Networks are typically not well behaved. They introduce errors. They go down. They drop packets or delay them by varying amounts, duplicate them or swap them around. Access links introduce crosstalk, RFI, impulse noise and white noise. And your solution has to work in spite of it.
You must know in advance of release or deployment if your system can:
- Maintain quality of experience (QoE) as represented by transaction response times, throughput, MOS, VMOS, R-Factor, MDI or other relevant metrics in a realistic network environment
- Deliver acceptable service availability under adverse network conditions
- Quickly isolate the source of a problem in a multi-vendor solution
- Detect an outage or unfavourable network condition and failover to a backup link or system
- Minimize or compensate for realistic network conditions, such as jitter, latency and loss
- Operate as expected during disaster conditions
A customer-found problem is much more costly, in terms of revenue, support and customer confidence, than a problem detected and corrected before release or deployment.
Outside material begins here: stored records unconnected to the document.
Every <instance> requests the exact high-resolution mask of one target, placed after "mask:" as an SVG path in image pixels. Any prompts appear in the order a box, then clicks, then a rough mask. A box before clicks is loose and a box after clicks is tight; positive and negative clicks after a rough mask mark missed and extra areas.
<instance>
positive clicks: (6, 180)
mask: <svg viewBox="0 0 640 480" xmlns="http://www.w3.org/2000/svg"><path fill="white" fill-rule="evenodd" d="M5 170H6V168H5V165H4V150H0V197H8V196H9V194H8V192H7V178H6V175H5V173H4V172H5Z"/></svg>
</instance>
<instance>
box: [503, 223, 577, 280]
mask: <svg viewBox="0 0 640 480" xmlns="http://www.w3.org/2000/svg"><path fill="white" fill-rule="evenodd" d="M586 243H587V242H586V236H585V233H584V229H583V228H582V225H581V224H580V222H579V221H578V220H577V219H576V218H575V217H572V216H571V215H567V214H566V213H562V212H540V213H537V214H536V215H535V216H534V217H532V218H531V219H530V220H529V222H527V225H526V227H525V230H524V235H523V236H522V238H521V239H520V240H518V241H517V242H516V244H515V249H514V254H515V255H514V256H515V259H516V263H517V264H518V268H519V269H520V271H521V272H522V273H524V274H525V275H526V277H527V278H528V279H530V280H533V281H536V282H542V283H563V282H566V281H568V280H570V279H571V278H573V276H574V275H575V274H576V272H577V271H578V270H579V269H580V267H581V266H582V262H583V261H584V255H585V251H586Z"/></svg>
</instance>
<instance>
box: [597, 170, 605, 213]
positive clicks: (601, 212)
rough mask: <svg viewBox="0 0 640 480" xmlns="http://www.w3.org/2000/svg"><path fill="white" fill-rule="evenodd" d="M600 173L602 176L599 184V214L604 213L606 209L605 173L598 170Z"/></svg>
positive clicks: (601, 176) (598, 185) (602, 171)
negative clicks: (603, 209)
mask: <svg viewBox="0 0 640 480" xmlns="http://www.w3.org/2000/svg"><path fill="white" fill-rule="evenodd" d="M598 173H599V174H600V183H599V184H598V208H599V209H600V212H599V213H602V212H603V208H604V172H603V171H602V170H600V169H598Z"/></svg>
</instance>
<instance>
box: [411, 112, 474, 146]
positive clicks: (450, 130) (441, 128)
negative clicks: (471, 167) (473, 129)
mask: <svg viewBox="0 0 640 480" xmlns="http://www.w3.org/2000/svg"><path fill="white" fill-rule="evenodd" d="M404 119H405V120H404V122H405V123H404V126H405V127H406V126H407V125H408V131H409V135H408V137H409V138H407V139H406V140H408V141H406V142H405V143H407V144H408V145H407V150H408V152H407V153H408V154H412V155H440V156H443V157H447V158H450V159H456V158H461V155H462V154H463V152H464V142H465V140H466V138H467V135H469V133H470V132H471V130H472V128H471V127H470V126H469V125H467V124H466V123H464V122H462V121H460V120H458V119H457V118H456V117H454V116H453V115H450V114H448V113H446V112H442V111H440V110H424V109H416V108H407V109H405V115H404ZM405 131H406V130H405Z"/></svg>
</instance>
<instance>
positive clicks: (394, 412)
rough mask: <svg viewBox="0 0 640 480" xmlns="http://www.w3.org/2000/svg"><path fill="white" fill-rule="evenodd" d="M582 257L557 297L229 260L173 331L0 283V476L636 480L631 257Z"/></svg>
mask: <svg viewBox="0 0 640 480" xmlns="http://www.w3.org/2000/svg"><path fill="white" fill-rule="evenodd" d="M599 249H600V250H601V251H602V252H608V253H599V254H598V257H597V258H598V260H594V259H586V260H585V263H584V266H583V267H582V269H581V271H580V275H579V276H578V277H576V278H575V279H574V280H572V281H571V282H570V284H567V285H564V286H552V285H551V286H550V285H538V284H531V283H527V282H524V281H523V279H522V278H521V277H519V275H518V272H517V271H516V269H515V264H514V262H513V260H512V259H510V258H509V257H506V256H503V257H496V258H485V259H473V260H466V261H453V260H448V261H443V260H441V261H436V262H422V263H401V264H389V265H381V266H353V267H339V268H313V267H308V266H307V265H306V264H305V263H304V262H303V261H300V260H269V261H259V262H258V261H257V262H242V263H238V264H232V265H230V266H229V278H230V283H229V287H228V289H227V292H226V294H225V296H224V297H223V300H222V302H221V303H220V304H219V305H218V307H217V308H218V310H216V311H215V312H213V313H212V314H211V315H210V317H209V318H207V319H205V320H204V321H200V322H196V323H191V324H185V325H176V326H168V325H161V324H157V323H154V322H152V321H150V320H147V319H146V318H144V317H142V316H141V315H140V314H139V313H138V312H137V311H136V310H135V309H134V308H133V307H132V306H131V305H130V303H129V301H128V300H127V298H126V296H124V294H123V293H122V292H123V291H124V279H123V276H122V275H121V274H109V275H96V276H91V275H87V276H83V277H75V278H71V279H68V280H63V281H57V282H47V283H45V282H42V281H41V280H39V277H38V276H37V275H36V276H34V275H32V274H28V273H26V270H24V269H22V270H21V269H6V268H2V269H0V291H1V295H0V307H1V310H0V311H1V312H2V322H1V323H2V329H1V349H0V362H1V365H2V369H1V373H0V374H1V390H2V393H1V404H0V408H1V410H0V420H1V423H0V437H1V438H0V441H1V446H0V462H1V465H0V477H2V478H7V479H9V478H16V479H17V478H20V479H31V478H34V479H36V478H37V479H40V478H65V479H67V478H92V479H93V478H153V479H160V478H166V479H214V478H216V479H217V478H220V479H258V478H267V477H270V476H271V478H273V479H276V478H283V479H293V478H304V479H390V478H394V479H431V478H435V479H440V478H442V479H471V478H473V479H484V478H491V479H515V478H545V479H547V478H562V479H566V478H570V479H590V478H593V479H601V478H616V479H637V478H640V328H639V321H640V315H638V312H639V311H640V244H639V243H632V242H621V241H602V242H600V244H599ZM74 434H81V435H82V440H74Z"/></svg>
The networks of today and tomorrow continue to increase in number of users, bandwidth, services and complexity. The test bed must realistically reproduce this complexity and scale.
Your solution must perform in a potentially hostile network environment. If your test system can’t deliver this level of realism, you can’t have the assurance that the system will deliver acceptable performance when it is deployed and succeed in the marketplace.